6. Prévenir les tensions : expliciter ce qui est implicite depuis 20 ans
La majorité des conflits naissent de règles « invisibles » : une gestion tacite des horaires, des tâches qui ne sont pas décrites dans un profil de fonction, une culture de disponibilité automatique, etc. Ces normes implicites sont incompréhensibles pour la Gen Z, frustrantes pour la Gen X/Y, et évidentes pour les baby-boomers. Les rendre explicites et les valider collectivement permet d’éviter une grande partie des tensions.
À FORMALISER POUR ÉVITER LES MALENTENDUS :
- Les règles qui concernent les horaires ;
- Les limites des disponibilités ;
- Les profils de fonction et les zones de responsabilité ;
- La gestion des urgences ;
- Toutes les procédures implicites ;
- Comment la charge émotionnelle est valorisée et reconnue.
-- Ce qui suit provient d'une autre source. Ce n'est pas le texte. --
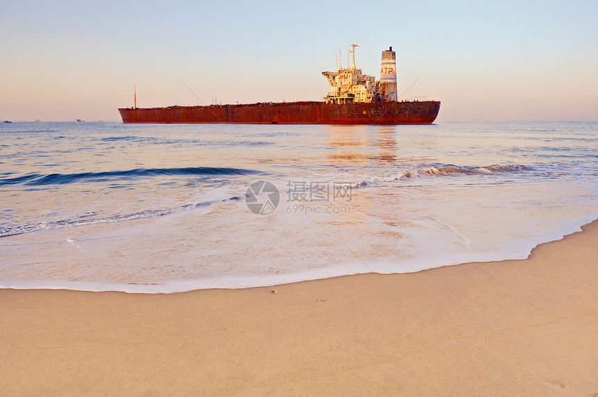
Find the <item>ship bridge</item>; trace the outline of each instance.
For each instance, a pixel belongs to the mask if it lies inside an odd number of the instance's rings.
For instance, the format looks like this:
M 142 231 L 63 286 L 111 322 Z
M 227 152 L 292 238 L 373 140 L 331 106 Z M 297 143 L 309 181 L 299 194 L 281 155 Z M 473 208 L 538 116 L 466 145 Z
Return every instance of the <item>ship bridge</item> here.
M 324 96 L 327 103 L 376 101 L 375 77 L 364 74 L 361 69 L 355 67 L 356 47 L 359 46 L 353 44 L 348 50 L 352 56 L 353 67 L 343 69 L 341 65 L 337 71 L 322 72 L 330 84 L 330 92 Z

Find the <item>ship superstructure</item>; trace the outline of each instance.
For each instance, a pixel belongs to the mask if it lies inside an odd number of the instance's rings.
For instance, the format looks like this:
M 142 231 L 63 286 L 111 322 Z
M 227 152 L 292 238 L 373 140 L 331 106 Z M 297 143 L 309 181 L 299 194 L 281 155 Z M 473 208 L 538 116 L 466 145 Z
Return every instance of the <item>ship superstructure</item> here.
M 330 92 L 324 96 L 326 103 L 369 103 L 397 101 L 396 54 L 392 47 L 382 53 L 380 80 L 364 74 L 355 67 L 356 44 L 348 50 L 351 67 L 343 69 L 342 63 L 337 71 L 323 71 L 330 84 Z M 342 53 L 339 53 L 342 58 Z
M 361 69 L 355 67 L 356 44 L 351 44 L 349 53 L 351 54 L 353 67 L 343 69 L 337 71 L 323 71 L 330 84 L 330 92 L 324 96 L 326 103 L 359 103 L 376 101 L 375 77 L 368 76 L 362 72 Z M 342 53 L 339 53 L 342 58 Z

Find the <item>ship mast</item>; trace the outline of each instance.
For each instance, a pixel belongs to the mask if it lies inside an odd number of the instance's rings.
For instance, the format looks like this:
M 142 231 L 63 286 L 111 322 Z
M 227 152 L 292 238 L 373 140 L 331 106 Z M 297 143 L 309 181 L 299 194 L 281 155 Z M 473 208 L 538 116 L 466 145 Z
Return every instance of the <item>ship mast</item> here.
M 357 69 L 357 67 L 355 67 L 355 47 L 359 47 L 359 44 L 353 43 L 351 44 L 351 49 L 349 50 L 349 52 L 351 53 L 351 57 L 353 63 L 353 70 Z

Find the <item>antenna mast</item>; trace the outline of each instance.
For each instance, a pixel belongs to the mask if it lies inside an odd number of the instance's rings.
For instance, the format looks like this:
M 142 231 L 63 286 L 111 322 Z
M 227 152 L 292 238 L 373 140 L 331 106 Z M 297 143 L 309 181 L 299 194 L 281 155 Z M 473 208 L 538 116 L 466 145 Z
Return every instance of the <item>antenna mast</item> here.
M 349 50 L 349 52 L 351 53 L 351 56 L 353 57 L 353 69 L 357 69 L 355 67 L 355 47 L 359 47 L 357 43 L 353 43 L 351 44 L 351 49 Z

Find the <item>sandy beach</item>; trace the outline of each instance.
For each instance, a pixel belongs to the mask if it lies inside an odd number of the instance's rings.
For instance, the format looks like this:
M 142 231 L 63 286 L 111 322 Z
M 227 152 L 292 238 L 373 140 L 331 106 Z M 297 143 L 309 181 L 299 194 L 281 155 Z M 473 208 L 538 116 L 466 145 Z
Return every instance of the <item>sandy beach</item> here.
M 2 289 L 0 395 L 598 396 L 598 221 L 583 229 L 410 274 Z

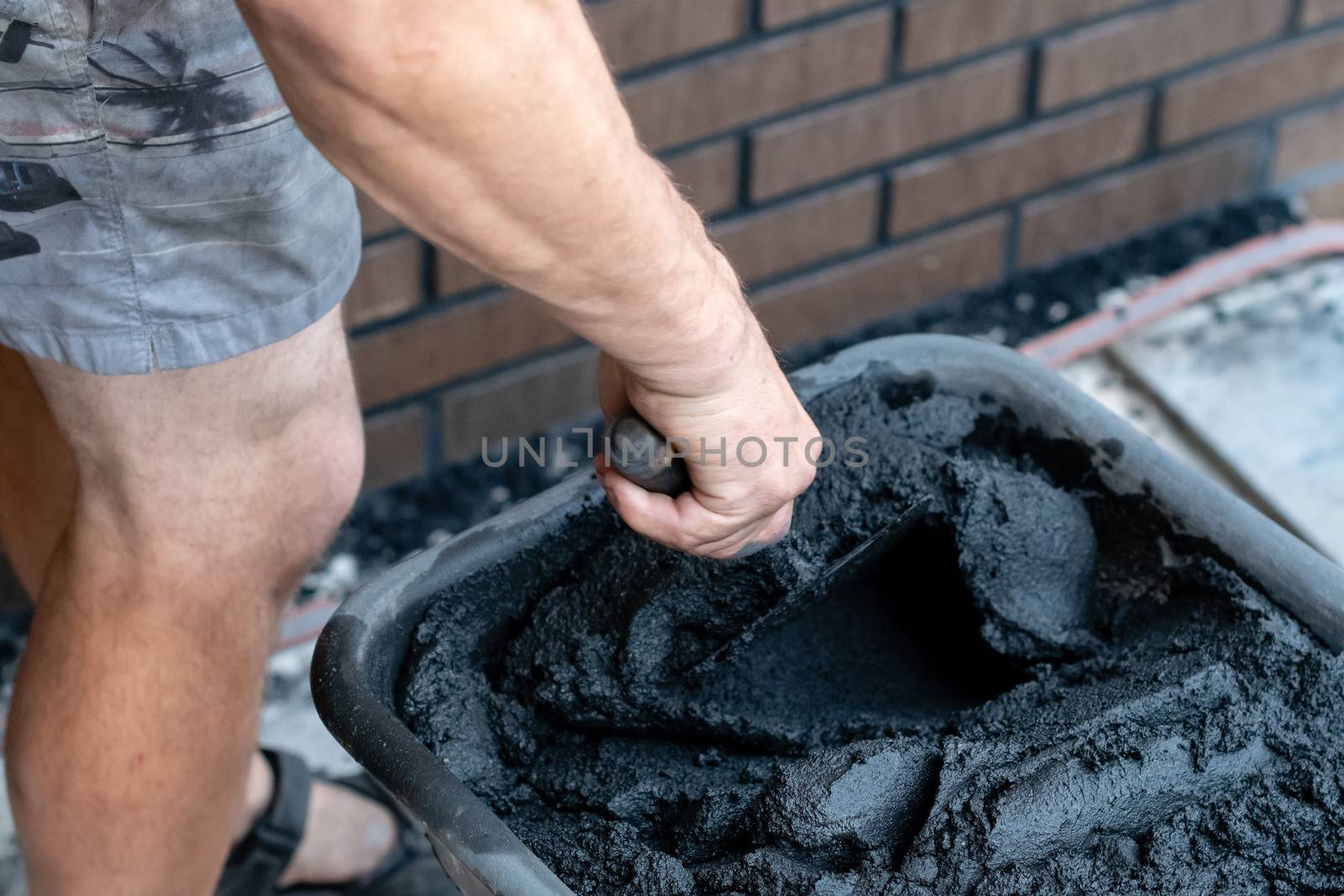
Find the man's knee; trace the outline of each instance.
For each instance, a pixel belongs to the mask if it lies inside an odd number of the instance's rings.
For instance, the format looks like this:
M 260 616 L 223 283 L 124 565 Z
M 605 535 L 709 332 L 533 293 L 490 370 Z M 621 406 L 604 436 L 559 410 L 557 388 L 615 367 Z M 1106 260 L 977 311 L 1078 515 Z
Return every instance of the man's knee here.
M 203 368 L 34 371 L 78 466 L 71 549 L 137 578 L 196 568 L 284 599 L 359 489 L 363 429 L 335 312 Z
M 200 458 L 198 470 L 159 482 L 81 477 L 71 545 L 121 557 L 151 582 L 190 567 L 200 595 L 269 596 L 277 606 L 317 560 L 359 492 L 358 414 L 305 414 L 277 438 Z

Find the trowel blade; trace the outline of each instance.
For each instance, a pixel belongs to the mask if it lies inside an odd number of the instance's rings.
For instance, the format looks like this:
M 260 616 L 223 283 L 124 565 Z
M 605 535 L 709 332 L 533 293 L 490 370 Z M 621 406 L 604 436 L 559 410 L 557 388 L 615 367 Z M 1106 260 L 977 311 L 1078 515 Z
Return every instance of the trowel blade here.
M 864 539 L 853 551 L 823 570 L 816 582 L 800 588 L 800 591 L 825 594 L 843 579 L 863 571 L 868 562 L 876 560 L 891 551 L 910 532 L 910 528 L 915 523 L 929 516 L 929 506 L 931 504 L 931 497 L 919 498 L 902 513 L 887 520 L 880 529 Z
M 728 661 L 742 647 L 757 639 L 769 629 L 790 619 L 794 614 L 824 598 L 836 586 L 863 572 L 868 563 L 884 556 L 917 523 L 929 514 L 933 498 L 925 496 L 903 512 L 882 524 L 876 532 L 864 539 L 856 548 L 835 563 L 824 567 L 814 578 L 809 578 L 780 599 L 767 613 L 739 631 L 722 647 L 702 660 L 691 669 L 692 677 L 700 677 Z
7. Organiser la coopération autour des forces, pas des âges
Le piège serait de figer les générations dans des rôles. L’objectif n’est pas de céder à des stéréotypes, mais d’organiser la coopération autour des forces individuelles, qui sont souvent corrélées à l’âge mais pas déterminées par lui.
Outils concrets :
- Binômes intergénérationnels ;
- Mentorat inversé (la Gen Z transmet des compétences numériques) ;
- Ateliers de partage et d’échange de pratiques ;
- Mapping des forces individuelles ;
- Répartition des tâches selon les forces, pas l’ancienneté.
8. Conclusion : les valeurs du non-marchand comme terrain fertile pour la coopération
Encadrer des équipes multigénérationnelles dans le social et la santé n’est pas un simple enjeu RH, c’est un enjeu profondément politique. Chaque génération porte une expérience du monde, une vision du travail, un rapport au temps et à la fatigue. Les faire cohabiter, ce n’est pas arbitrer entre « les anciens » et « les jeunes » : c’est accueillir plusieurs histoires, plusieurs rapports au réel et leur offrir un cadre pour se rencontrer sans se juger.
Alors que le social et la santé portent en eux une richesse collective, un rapport aux personnes et une vision de la solidarité, les équipes intergénérationnelles devraient être plus faciles à gérer que dans d’autres secteurs. Mais cette richesse doit être activée.
Ce n’est pas la diversité des âges qui fragilise les équipes : c’est l’absence d’espaces pour la travailler. Ainsi, créer des espaces de parole, de transmission et de co-construction permet de transformer cette pluralité en levier d’innovation et de stabilité.
Dans un secteur fragilisé par la pénurie, la complexité des missions et l’épuisement émotionnel, la cohésion intergénérationnelle n’est pas un luxe : c’est une condition de survie. Si le Non-Marchand veut retenir les jeunes, honorer les anciens et permettre aux équipes de rester debout, alors il faut commencer ici : comprendre, expliciter, transmettre, ajuster et surtout reconnaître les différences comme autant de forces. Encadrer trois générations, c’est finalement apprendre à faire équipe dans un monde qui change – et à incarner, au quotidien, les valeurs que le Non-Marchand défend dans la société.